Prescription opioid painkillers such as OxyContin and Vicodin have replaced inhalants as the second most commonly used drugs among teens behind marijuana, according to the study.
Teens who used heroin were the most likely to develop addiction or abuse, the research found.
Marijuana use, which was used at twice the rate of most other drugs in the study, also supposedly resulted in “addiction or abuse” by the definition of the study, based on escalation of use, legal problems or interference with other activities.
But who knows — all that could mean is, they smoked more pot at the end of the year than at the beginning, which would qualify as “escalation of use” without having any particular consequences except being high more often, not that horrible an outcome if it’s marijuana we’re talking about.
Blazer said more studies are needed to determine which “treatments” work best for kids who have drug and alcohol problems.
The study was funded by grants from — guess who? — the infamous National Institute on Drug Abuse (NIDA), which refuses to fund any studies which might show positive attributes of cannabis. It is NIDA’s stated and official policy to only fund studies which look for bad things about marijuana.
NIDA, which oversees 85 percent of the world’s research on controlled substances, reaffirmed its longstanding policy to The New York Times.

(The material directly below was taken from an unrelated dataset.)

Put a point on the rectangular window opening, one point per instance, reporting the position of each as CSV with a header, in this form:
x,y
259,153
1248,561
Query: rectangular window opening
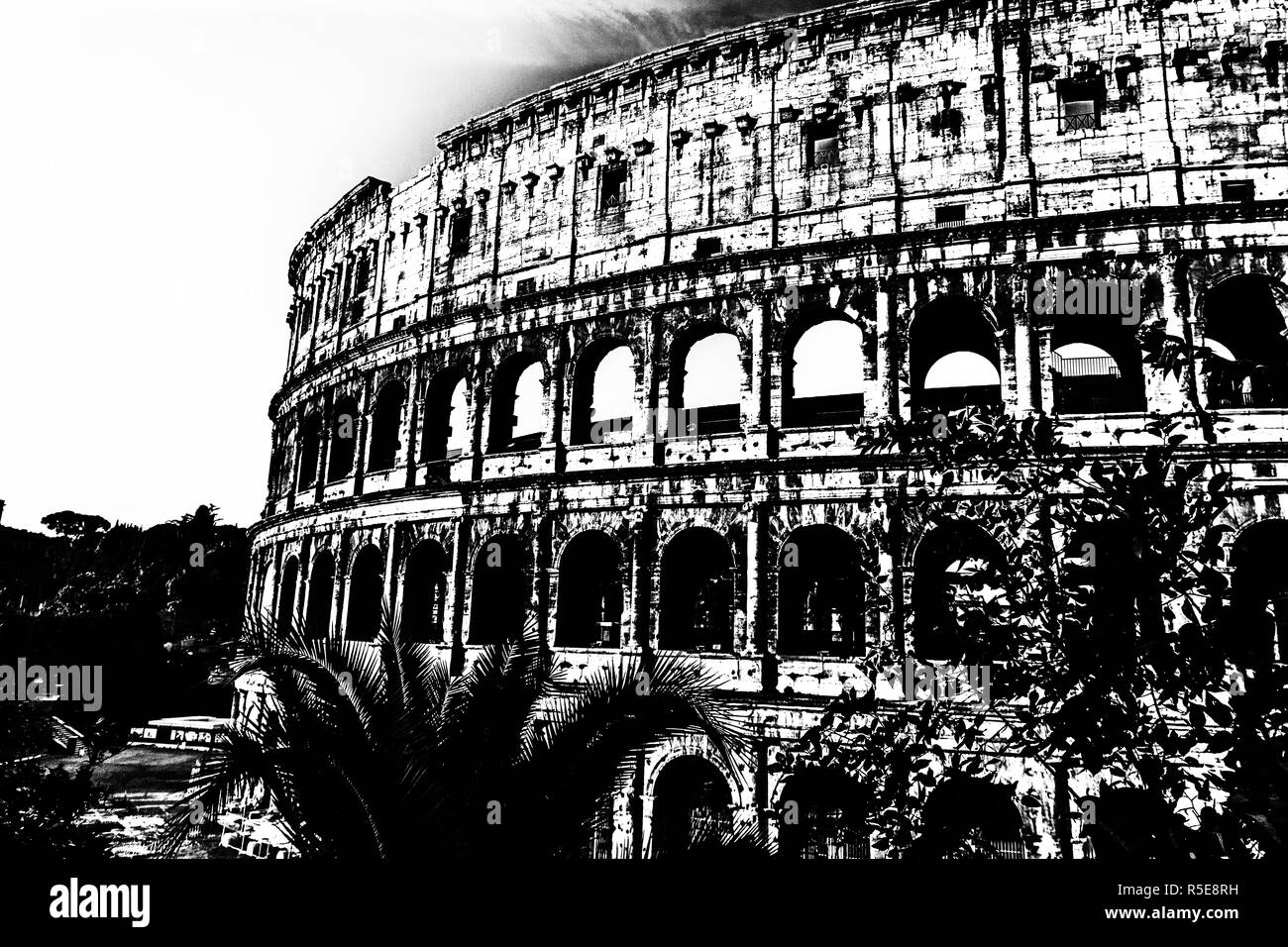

“As the National Institute on Drug Abuse, our focus is primarily on the negative consequences of marijuana use,” a spokesperson told the Times in 2010. “We generally do not fund research focused on the potential beneficial medical effects of marijuana.”
In the federal government’s mindset, any use of marijuana is “abuse” which requires “treatment” — in, of course, expensive “drug rehab” facilities which treat marijuana use as if it’s an “addiction” right up there with heroin, methamphetamine or crack cocaine.